Boosting the processing rate of data in a pharmaceutical company

SECTOR:

AREA:

WORK SCOPE:

pharmaceutical

data processing

implementation of Big Data environment

STARTING POINT:

Today, the effective processing of the obtained data is the fundamental AREA of Big Data. Proficiency in this AREA allows for the significant reduction of the time spent on taking business decisions, and also it enables faster drawing of conclusions based on voluminous historical data.

While analysing a recently implemented project for a customer from the pharmaceutical sector, owing to which the time of processing data was significantly reduced by means of the Hadoop ecosystem, Apollogic experts decided that the currently available range of Big Data methods and tools guarantees even better improvement of data management and processing in a company.
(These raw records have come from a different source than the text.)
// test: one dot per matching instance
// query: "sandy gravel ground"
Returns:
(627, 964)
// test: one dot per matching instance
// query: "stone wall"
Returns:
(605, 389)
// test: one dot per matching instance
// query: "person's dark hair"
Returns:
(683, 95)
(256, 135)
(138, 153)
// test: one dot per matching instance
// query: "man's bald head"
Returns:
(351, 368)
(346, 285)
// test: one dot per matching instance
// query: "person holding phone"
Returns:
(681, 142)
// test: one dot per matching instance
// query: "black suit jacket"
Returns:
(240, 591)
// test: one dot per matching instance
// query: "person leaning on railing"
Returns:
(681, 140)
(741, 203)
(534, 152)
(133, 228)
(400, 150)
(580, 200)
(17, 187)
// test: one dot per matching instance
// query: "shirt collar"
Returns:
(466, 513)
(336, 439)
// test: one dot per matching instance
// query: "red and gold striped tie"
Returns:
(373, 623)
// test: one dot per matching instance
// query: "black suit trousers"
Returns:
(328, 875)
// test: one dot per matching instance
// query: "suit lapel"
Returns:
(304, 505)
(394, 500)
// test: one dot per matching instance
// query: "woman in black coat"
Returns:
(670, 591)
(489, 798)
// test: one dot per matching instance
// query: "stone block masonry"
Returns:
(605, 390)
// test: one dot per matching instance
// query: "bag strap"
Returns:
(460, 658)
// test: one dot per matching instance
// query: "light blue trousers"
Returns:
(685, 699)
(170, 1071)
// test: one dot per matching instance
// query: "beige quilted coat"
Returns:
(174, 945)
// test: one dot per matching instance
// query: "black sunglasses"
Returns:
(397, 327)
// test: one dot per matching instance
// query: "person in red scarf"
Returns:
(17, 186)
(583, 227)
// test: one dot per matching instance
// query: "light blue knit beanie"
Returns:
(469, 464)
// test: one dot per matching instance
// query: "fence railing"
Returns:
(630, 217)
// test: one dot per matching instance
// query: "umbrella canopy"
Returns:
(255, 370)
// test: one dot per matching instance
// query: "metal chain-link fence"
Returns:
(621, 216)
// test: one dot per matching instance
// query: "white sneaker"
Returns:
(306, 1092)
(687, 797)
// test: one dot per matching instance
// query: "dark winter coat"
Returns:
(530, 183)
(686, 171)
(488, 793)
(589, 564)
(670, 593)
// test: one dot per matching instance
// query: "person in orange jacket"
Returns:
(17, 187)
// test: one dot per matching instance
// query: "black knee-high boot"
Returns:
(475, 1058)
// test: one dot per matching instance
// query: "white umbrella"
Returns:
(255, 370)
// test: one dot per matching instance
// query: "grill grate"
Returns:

The first objective of the new project was to create an application in the Scala language which uses received data and obtains the results faster than ever before. An additional step was testing the Apache Spark technology which uses the resources of RAM for computational purposes. Thus, Big Data Apollogic specialists wanted to prove that the correct implementation of the above tool may boost the process of data processing even several times compared to the Apache Hive solution which was originally used. Due to the limited availability of hardware resources, analogous data samples were prepared for testing purposes with the size of 15 GB each.

OUR SOLUTION:

Restoration of the Apache Hadoop platform on a private server where replicated data were stored
Platform responsible for data processing was created on 4-node cluster Apache Hadoop, Cloudera distribution
The optimal use of the Apache Spark possibilities for data processing, including mainly the use of “Broadcast” variables and the appropriate allocation of resources at the start of the application
The main parameters of the Hadoop cluster are as follows: 4 Nodes, memory RAM 128 GB, 32 processors, 2 TB disk capacity.

RESULTS:

By means of the Apache Spark technology, the time of obtaining business indicators was shortened. The respective steps of data processing were completed from 2 to 20 times faster compared to the project based on the Apache Hive technology. A different decrease in time of the tasks fulfilled was dependent on the operations performed during obtaining the results.
Indirect steps were stored in the memory which reduced the time for accessing data, at the same time allowing for avoiding unnecessary saving and disk space loss on the Hadoop platform.
The Apache Spark technology proved itself to be one of the fastest tools currently available on the market and its additional asset is the Open-Source.